Queen Ankhesenamun

Queen Ankhesenamun

Ankhesenamun was the third of Nefertiti’s daughters but she is best known as the wife of the famous pharaoh King Tutankhamun who was the king of Egypt 3,500 years ago.

There is no doubt that the royal couple were in love. Several objects found in Tutankhamun’s tomb by Howard Carter depict the couple. The most famous is the golden throne which has a panel on the back showing the royal couple, but the panel on an ivory coffer is also very nice.

Although Queen Ankhesenamun obviously loved Tutankhamun, he was actually not her first husband: he may have been her third. According to the tradition of the times, it is widely believed that Ankhesenamun was first married to her father, the Pharaoh Akhenaten. She may then have been married to a little known Pharaoh by name of Smenkhkare. After Tutankhamun’s death, she was also married to his successor the Pharaoh Ay. In short, she may have been married to four different kings which for a lady who died at about age 30 is quite an achievement!
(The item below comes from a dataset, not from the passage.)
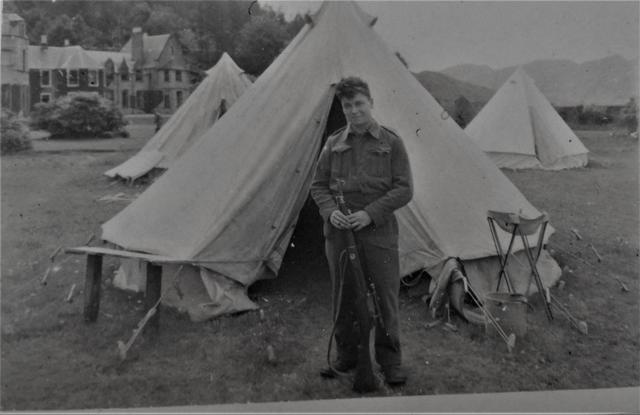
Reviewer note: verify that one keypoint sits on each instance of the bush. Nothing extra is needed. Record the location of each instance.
(81, 115)
(14, 134)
It is also perhaps an indication that she was unlucky: she buried three husbands. The latest DNA study of Tutankhamun’s family published in the Journal of the American Medical Association suggests that a mummy found in the Valley of the Kings may belong to Ankhesenamun. The mummy, known as KV21A, was found without inscriptions or grave goods and has been identified as the probably mother of two of Tutankhamun’s children which, by deduction, suggests it is Ankhesenamun. Her misfortune has continued in death. Ankhesenamun was probably quite an attractive woman. When the KV21A mummy was found it had a head with long, lustrous black hair. Her had has tragically now vanished. A century ago, macabre mummy parties were all the rage and she probably and a unwanted starring part in one during which her head was unwrapped and then burned or thrown away.

The latest DNA study also shows that she had a severe club foot and would have struggled to walk far, and was probably in pain when she did walk.

Maybe her final misfortune was her fourth husband, the Pharaoh Ay. He was a very old man – old enough to have been her grandfather. Indeed, he probably was her grandfather. For many years Ay was suspected as having murdered Tutankhamun. Nowadays, it is not thought that Tutankhamun was murdered, although a letter from a Queen of the time to the King of the Hittites says quite plainly that her husband was murdered and that they were trying to force her to marry her husband’s murdered. Ankhesenamun does fit the profile. Whatever, after her marriage to Ay to secure his dynastic succession, Ankhesenamun quickly fades from sight and is not heard from again. It is thought she was dead within months of this marriage. Was she murdered? Sadly, if the KV21A mummy really is Ankhesenamun we shall probably never know as it is in very poor condition.

We have a life filled with misfortune but Ankhesenamun for a time had a happy marriage to Tutankhamun. We can only hope that some new discovery in the Valley of the Kings will one day teach us more about her life.